Member of the Chamber of Deputies
- In office 15 May 1930 – 6 June 1932
- Constituency: 23rd Departamental Grouping
- In office 15 May 1926 – 15 May 1930
- Constituency: 24th Departamental Grouping

Personal details
- Born: 17 November 1895 Puerto Montt, Chile
- Died: 20 July 1975 (aged 79) Viña del Mar, Chile
- Party: Conservative Party Traditionalist Conservative Party
- Spouse: Aída Pacheco del Campo
- Children: 6
- Parent(s): Ignacio García Carmen Henríquez
- Occupation: Lawyer, journalist, public official

= Ignacio García Henríquez =

Chilean politician

Ignacio García Henríquez (17 November 1895 – 20 July 1975) was a Chilean lawyer, journalist, and politician who served as a member of the Chamber of Deputies.

==Early life and education==
He was born in Puerto Montt on 17 November 1895, the son of Ignacio García and Carmen Henríquez.

He married Aída Pacheco del Campo, and they had six children.

He studied at the Colegio de los Sagrados Corazones, San Pedro Nolasco, and the Seminary of Ancud. He later entered the Faculty of Law of the Pontifical Catholic University of Chile, where his thesis was entitled Vicios reviditorios.

==Professional career==
He worked as a journalist and in 1920 became director of the Diario Austral of Temuco. He was reporter, editor, and editorial secretary of the Diario Ilustrado, and scriptwriter of the radio bulletin El día político on C.B. 106, Radio Sociedad Nacional de Minería.

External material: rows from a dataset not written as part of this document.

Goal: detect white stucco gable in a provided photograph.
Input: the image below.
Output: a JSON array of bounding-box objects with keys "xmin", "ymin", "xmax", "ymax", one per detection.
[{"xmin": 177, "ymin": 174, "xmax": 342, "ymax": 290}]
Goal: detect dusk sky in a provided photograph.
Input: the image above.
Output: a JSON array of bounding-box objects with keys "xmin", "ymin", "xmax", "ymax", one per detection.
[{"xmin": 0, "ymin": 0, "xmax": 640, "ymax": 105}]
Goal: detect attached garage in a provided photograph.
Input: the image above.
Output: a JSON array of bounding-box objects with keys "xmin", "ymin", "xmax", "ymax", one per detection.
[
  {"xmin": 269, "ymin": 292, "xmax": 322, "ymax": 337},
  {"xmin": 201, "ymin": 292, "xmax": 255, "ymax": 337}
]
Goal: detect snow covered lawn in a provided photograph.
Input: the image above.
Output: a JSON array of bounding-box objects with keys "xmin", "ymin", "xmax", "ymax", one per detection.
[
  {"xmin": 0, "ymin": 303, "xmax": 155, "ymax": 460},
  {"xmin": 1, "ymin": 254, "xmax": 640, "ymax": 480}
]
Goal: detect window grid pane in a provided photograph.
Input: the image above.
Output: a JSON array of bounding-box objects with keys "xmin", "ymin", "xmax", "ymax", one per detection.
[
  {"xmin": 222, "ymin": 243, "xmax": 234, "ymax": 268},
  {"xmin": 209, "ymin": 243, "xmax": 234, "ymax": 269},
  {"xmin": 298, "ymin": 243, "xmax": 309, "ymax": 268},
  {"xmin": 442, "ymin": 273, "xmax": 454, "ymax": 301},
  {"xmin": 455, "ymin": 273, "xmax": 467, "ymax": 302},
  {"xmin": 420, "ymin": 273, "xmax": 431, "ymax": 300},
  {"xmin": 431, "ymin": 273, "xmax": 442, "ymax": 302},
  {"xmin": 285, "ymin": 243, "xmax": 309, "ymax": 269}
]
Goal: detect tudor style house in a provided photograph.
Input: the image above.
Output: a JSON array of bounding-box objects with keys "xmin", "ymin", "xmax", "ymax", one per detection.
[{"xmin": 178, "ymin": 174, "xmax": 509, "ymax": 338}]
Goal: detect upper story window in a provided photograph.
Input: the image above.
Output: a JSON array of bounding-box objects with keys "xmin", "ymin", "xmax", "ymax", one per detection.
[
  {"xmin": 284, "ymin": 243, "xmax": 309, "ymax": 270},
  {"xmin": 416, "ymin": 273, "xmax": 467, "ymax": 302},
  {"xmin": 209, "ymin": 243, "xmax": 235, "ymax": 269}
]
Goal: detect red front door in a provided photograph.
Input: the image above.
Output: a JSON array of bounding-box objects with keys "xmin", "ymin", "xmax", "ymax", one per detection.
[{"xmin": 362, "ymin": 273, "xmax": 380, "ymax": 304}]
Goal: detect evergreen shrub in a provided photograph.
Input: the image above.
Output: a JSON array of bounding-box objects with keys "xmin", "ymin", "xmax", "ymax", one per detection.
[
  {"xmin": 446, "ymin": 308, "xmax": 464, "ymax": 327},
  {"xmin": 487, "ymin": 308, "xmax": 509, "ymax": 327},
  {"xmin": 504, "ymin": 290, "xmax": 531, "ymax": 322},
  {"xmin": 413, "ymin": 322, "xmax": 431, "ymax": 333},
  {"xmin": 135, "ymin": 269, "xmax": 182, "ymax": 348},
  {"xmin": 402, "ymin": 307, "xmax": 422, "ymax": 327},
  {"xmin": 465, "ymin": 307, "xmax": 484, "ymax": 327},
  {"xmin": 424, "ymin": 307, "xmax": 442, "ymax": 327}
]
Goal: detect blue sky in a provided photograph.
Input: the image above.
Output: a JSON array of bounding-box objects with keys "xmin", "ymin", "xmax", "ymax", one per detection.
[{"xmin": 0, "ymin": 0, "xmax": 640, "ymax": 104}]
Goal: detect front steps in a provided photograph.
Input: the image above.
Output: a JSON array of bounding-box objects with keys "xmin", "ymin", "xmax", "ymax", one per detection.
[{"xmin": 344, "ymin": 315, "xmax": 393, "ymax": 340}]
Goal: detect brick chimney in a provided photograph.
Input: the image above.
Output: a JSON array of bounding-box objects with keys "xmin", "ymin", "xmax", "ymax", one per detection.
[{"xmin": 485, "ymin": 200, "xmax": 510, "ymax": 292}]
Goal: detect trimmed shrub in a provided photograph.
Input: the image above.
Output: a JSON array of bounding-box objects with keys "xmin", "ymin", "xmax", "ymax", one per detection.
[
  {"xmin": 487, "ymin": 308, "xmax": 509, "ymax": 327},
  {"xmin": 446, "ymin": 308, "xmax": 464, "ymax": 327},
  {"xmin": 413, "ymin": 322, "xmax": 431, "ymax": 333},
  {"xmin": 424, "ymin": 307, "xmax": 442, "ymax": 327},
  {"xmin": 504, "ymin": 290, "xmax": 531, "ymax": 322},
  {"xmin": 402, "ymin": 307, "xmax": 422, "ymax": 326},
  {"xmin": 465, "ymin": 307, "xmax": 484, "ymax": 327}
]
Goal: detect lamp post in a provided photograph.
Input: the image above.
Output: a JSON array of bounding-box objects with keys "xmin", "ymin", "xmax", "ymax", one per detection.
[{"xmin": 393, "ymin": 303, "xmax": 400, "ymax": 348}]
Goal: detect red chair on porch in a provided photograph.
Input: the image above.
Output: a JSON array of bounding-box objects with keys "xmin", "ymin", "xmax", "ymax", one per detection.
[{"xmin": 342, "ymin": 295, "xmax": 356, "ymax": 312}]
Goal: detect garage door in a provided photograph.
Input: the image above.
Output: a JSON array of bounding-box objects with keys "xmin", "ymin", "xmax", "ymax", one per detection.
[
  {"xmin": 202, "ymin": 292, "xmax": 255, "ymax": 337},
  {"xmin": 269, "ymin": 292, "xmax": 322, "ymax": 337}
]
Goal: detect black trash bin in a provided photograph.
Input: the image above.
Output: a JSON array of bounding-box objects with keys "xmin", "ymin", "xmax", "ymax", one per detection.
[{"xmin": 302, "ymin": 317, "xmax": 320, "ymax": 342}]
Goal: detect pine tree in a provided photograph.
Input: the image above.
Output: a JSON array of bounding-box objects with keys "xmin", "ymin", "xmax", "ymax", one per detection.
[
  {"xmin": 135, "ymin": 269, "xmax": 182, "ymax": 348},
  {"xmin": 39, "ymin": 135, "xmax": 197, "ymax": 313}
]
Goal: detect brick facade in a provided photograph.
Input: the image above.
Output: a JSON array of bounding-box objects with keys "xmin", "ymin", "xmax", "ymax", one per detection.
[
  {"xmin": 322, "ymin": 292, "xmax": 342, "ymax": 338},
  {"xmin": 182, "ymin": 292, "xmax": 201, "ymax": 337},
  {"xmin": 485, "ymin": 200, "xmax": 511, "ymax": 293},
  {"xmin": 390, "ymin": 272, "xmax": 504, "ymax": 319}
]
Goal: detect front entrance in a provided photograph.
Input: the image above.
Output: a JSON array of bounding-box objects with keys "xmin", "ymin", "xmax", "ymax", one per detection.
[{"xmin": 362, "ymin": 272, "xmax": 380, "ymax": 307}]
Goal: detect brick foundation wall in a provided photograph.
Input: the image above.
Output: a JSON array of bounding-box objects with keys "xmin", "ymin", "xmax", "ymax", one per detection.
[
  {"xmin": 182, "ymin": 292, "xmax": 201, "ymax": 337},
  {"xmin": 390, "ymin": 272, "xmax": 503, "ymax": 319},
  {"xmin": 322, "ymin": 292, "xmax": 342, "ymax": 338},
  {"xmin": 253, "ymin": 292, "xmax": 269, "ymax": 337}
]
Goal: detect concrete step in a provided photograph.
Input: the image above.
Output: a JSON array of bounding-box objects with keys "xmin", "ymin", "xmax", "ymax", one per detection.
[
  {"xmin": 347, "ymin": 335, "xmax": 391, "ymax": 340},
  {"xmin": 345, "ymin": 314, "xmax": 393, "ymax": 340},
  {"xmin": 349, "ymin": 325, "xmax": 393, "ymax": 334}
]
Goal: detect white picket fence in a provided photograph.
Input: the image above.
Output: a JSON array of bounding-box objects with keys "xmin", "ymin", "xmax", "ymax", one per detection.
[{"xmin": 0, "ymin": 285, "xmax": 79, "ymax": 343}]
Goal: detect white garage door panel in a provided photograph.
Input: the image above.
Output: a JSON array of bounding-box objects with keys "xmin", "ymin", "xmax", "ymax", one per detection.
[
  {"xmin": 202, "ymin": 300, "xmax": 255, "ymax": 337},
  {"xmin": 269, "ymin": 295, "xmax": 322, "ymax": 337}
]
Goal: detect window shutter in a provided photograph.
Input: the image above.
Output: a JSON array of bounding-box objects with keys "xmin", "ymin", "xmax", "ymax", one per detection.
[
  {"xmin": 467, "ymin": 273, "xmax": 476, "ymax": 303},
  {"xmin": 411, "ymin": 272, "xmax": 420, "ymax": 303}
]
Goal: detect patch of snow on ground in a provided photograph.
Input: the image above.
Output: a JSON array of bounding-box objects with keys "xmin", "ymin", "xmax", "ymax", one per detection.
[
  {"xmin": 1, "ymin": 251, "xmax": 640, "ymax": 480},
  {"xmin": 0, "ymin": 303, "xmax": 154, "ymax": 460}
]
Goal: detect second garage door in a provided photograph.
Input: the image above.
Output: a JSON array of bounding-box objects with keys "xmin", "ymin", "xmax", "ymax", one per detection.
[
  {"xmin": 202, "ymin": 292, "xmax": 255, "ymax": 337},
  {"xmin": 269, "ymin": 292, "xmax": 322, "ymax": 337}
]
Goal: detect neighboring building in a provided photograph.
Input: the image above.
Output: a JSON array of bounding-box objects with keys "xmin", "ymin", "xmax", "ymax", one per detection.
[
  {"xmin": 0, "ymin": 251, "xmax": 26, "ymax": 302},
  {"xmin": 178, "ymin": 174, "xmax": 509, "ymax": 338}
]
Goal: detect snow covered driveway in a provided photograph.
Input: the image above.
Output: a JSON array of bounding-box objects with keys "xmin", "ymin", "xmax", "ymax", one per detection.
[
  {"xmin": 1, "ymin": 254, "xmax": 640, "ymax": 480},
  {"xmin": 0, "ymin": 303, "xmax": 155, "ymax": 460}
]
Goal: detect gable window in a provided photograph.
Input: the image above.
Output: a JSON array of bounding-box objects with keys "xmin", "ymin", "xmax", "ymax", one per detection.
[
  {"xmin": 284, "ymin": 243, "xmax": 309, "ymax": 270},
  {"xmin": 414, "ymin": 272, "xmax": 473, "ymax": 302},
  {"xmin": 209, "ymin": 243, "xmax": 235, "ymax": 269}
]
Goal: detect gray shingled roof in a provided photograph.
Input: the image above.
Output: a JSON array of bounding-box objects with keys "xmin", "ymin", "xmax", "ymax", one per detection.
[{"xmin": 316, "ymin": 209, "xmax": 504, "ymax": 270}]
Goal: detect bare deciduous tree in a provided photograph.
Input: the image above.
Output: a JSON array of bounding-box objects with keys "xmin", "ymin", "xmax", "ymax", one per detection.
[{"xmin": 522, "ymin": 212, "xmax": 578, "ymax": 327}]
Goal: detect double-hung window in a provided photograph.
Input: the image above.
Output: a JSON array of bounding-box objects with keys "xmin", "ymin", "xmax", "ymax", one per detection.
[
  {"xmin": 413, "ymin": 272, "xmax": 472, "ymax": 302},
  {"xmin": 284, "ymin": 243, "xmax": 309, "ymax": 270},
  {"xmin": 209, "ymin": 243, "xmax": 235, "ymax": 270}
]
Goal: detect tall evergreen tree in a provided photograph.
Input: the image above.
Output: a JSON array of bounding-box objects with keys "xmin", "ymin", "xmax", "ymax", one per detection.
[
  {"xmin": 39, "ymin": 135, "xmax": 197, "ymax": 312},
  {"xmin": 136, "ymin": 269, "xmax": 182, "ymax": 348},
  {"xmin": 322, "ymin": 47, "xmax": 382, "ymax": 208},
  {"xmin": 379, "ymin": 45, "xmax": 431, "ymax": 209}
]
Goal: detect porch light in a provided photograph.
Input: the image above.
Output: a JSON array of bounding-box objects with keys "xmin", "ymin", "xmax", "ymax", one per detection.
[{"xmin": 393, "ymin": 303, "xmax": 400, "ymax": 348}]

Between 1930 and 1931, he was editor of La Nación. From 1931 onward, he served as an official of the Caja de Seguro Obligatorio; he was head of the Almendral office in Valparaíso from 1940 to 1944, secretary to the president of the institution, and head of the Welfare Department.

He was also a member of the Comunidad en Puntra, Ancud, owner of Río Verde, dedicated to livestock, agriculture, and timber exportation.

==Political career==
He was a member of the Conservative Party and later of the Traditionalist Conservative Party.

He served as presidential elector and presided over the Council of Electors of Chiloé in 1920. He worked in the electoral campaigns of Arturo Lyon and Carlos Werner. In January 1925, he was general secretary of the Unión Nacional that proclaimed the candidacy of Ladislao Errázuriz, and secretary of his party's Propaganda Center.

He was elected deputy for the 24th Departamental Grouping of “Ancud, Castro and Quinchao” for the 1926–1930 legislative period, and was re-elected for the 23rd Departamental Grouping of “Osorno, Llanquihue and Carelmapu” for the 1930–1934 period.

He served on the Commissions of War and Navy (1926–1930 and 1930–1932), Public Education (1926–1930), and Budget. His term ended prematurely following the revolutionary movement of 4 June 1932, which decreed the dissolution of Congress on 6 June.

During his tenure, he secured for his locality the establishment of the Liceo and Hospital of Castro, as well as the Normal School and the Agricultural School of Ancud.

==Other activities==
He was a member and secretary of the Catholic Students’ Association, secretary of the Law Center, and member and president of the Sportman Club.

He died in Viña del Mar on 20 July 1975.